Jim Wyatt / The Tennessean
NASHVILLE (The Tennessean) - The Titans won't exercise the fifth-year option on Jake Locker's contract, which means the quarterback will be playing for his future in Tennessee this season.
The decision, which hasn't been announced by the team but was communicated by sources familiar with the situation, comes as no surprise. Locker has a history of injuries and the option is expensive.
The deadline for teams to pick up the fifth-year option for players from the 2011 draft is Saturday.
According to the NFL's collective bargaining agreement, such options pay the top 10 picks the average of the top 10 players at their respective position. For quarterbacks, that figure is roughly $14.6 million.
Another concern for the Titans: in the event of an injury, the option becomes guaranteed.
Locker, who was the eighth overall pick of the 2011 draft, is scheduled to make $2.091 million this season.
So is this his final year with the Titans? Not necessarily. They will have the option to keep him for 2015 by using the franchise or transition tag, or by agreeing to a new contract.
The franchise tag is a one-year deal that guarantees the player the average of the five largest current-year salaries at his position. The transition tag, also a one-year deal, pays the average of the 10 largest prior-year salaries at his position.
The 2011 draft class was the first subjected to the new CBA salary structure for rookies, when the fifth-year options came into play. Five of the top seven picks in that year's draft class have reportedly had their options picked up.
Locker, who is recovering from foot surgery in November, has plenty to prove. He's missed 14 of a possible 32 starts over the past two seasons because of injuries. His record as a starter is 8-10 with 15 touchdowns and 22 interceptions.
When the Titans began a three-day minicamp on Tuesday, he took part in individual drills but was held out of team drills. He did some light jogging and threw passes, but said doctors and trainers are being cautious not to rush him back.
Last month, Locker said he views every season as make-or-break.
"It is probably fair to say that every year for most guys. This league is so much, 'What have you done for me lately?' If you don't have that approach going into the season, it is not going to work out the way you want it to," he said. "You are always competing for your job and I am not going to change that."

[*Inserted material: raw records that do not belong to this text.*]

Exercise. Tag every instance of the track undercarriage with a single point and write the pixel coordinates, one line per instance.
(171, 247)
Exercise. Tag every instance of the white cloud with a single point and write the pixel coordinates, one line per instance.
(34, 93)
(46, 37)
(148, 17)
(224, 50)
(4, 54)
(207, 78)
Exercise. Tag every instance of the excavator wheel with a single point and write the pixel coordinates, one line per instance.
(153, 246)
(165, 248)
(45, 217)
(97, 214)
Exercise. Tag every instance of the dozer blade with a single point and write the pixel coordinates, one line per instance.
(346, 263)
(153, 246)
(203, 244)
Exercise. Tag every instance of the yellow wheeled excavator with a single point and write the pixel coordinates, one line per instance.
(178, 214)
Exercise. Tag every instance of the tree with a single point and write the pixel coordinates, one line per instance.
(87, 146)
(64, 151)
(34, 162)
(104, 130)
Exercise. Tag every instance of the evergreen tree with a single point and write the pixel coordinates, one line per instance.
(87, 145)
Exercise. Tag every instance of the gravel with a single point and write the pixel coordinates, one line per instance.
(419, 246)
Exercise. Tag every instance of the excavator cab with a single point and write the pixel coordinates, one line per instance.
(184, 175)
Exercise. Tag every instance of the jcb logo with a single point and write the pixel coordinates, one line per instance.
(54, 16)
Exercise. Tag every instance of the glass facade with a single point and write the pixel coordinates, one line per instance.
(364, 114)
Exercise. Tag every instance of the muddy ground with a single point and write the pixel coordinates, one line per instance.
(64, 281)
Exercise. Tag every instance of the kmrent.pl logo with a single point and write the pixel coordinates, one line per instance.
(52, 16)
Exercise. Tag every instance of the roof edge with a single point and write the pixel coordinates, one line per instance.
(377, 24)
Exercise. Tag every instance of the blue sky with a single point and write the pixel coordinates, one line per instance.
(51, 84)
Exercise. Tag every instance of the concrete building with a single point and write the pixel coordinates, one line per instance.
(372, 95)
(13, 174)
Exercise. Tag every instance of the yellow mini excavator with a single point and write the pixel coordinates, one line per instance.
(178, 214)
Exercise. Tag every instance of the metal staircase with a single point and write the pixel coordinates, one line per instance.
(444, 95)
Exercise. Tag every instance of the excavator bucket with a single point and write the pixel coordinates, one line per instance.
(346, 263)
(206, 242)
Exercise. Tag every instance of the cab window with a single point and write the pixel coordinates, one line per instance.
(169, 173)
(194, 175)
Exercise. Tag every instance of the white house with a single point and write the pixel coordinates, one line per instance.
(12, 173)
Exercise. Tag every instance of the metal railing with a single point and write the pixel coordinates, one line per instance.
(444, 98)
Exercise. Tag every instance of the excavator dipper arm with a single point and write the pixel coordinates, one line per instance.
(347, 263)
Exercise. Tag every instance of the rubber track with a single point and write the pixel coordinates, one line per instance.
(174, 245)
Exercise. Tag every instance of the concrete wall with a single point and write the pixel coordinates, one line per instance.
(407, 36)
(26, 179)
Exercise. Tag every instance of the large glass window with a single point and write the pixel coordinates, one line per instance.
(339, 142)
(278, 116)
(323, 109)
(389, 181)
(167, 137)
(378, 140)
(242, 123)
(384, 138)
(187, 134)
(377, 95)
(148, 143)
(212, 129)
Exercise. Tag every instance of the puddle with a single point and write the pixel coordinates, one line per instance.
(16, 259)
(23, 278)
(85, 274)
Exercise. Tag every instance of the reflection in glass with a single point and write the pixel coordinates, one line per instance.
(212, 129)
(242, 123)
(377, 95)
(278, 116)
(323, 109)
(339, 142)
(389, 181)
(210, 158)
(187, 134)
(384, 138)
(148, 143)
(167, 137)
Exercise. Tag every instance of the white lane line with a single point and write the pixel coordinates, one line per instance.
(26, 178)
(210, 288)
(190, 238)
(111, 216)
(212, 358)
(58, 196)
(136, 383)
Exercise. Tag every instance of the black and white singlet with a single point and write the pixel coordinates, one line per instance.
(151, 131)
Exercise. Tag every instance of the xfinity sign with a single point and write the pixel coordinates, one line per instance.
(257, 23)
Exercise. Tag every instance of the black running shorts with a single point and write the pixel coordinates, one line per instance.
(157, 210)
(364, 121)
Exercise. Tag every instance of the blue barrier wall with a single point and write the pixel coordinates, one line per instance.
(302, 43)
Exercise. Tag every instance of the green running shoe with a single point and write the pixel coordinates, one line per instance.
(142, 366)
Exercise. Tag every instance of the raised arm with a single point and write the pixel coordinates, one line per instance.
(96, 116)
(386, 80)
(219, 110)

In addition to Locker, the Titans have quarterbacks Charlie Whitehurst and Tyler Wilson. Coaches remain optimistic Locker will be able to take part in organized team activities later in May.
In the meantime, the Titans have done their homework on quarterbacks in next week's NFL draft, hosting and/or holding private workouts with Fresno State's Derek Carr, Georgia's Aaron Murray, LSU's Zach Mettenberger and Eastern Illinois' Jimmy Garoppolo, among others.
They've also checked out higher-rated quarterback prospects such as Texas A&M's Johnny
Manziel, Louisville's Teddy Bridgewater and Central Florida's Blake Bortles.
Whether the Titans protect themselves by drafting a potential starter next week remains to be seen. They currently have the 11th overall pick.
This much is certain: It's up to Locker to save his job with the Titans.